LA: I think the main thing is he is not aware that he is missing anything, and that allows him to make the absolute most out of the small amount of stuff that he has. I think we learn something as parents from this, which is we obsess about our children’s lives. We want them to do all of these extracurricular activities, we obsess whether they are watching too much TV, whether they have enough music lessons, and all this stuff that we get into as parents, and most of which has very little bearing. Mostly it’s just about providing them with love and a sense of safety, and kids can do the rest with very, very minimal resources.
I think for adults as well, we fantasize ourselves into ideal other lives all the time. This film says to you, “Well, there is probably a tremendous amount (of goodness) in the life you’re leading. If you just calm down and take a look at it, it is wonderful.” I think that’s a good thing to keep in mind.
PFF: Brie and Jacob shared plenty of on-screen, mom/son chemistry. How did they spend time together prior to shooting?

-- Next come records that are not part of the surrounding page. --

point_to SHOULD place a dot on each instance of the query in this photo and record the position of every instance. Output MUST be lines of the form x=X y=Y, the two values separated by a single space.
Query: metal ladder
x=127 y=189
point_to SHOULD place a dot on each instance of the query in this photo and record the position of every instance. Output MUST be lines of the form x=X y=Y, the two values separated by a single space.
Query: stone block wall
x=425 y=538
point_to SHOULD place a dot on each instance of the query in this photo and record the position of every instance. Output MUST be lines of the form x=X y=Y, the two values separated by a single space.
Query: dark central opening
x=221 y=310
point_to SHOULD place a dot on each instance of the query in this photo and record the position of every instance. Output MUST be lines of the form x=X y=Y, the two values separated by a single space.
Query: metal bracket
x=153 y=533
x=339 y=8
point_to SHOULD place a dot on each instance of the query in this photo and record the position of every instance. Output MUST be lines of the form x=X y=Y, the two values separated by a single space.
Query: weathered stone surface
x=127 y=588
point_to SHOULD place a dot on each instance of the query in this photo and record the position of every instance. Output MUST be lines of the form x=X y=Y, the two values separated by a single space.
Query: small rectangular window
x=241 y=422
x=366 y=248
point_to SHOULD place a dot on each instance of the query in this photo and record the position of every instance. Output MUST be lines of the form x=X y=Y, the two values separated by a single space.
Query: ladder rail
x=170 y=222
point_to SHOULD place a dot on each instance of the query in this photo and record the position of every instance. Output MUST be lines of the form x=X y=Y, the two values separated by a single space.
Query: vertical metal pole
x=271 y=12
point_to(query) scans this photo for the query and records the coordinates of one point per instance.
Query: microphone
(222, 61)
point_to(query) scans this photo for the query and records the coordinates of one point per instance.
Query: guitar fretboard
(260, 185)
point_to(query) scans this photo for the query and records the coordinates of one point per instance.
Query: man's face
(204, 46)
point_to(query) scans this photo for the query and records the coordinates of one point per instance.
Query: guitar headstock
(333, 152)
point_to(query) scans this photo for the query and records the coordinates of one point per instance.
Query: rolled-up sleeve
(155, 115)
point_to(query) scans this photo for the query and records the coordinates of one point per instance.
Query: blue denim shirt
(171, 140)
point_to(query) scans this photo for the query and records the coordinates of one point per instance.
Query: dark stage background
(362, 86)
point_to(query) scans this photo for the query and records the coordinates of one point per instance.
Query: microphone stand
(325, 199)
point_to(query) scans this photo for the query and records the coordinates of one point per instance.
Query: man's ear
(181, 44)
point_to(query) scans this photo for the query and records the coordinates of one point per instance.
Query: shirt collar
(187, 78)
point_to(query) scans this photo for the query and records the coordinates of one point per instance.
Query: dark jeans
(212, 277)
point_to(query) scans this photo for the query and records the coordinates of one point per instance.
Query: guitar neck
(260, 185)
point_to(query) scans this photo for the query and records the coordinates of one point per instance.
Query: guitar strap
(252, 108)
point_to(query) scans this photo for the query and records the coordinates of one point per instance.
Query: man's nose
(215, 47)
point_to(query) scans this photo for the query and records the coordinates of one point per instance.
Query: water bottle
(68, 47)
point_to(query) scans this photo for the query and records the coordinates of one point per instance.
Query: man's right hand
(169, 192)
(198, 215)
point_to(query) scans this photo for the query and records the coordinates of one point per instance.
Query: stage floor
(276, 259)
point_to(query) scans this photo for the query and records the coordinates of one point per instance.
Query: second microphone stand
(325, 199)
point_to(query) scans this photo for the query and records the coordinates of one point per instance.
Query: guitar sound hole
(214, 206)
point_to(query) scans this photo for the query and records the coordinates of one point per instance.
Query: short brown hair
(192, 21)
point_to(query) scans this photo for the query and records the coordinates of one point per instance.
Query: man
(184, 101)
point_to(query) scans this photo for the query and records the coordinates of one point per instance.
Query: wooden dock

LA: We did get them together for – in film terms – a lot of time. We had three weeks before we started shooting with both of them together. Some of that time was taken up with wardrobe settings and wig-work, but the bulk of the time – certainly the first week – was just hanging out. All of us (hung out), so Jake (Jacob) wouldn’t feel pressure to form a friendship with this person. He’s a smart kid, and he knew this was the person with whom he would be acting with for quite a long time.
We just went out for pizza, and we all sat around together. He gradually started asking Brie questions. What her favorite “Star Wars” character is? Does she prefer dogs or cats? He gradually just started opening himself up to her, and she’s such a warm person. It was lovely to watch the bond form. Once they were comfortable, then I brought them onto the set. They made some crafts together (and the crafts were included in the movie), so Jake would have a connection to them.
PFF: (SPOILER) A significant portion of the film takes place in one room, but I found myself paying attention to other rooms in the movie. Did you deliberately film the movie - in such a way - so the audience would compare and contrast other rooms with the room, or am I just reading into it?
LA: No, you are right. For example, a lot of thought went into the hospital room, because I thought of various ways to play it. Some places, some locations (we looked at) were nursing homes, where it would be possible for the characters to go. These were a little bit brown, a little bit dull, and I thought that’s one way to go: to say we are in this amazing world, but – you know what – it is just less interesting than the one we left (the room).
In the end, we went for something which was highly different and highly charged and somehow spoke of a space that Jack thought the world was, like a “2001” interior. Once you make a film like this, every place you go to is significant, so you cannot not think about it. The vertical white bars in the living room were just this fascinating little metaphor for imprisonment, so absolutely, we did think about it. Never have I thought so hard about locations. Every aspect of this film was so charged, because the story itself is so charged.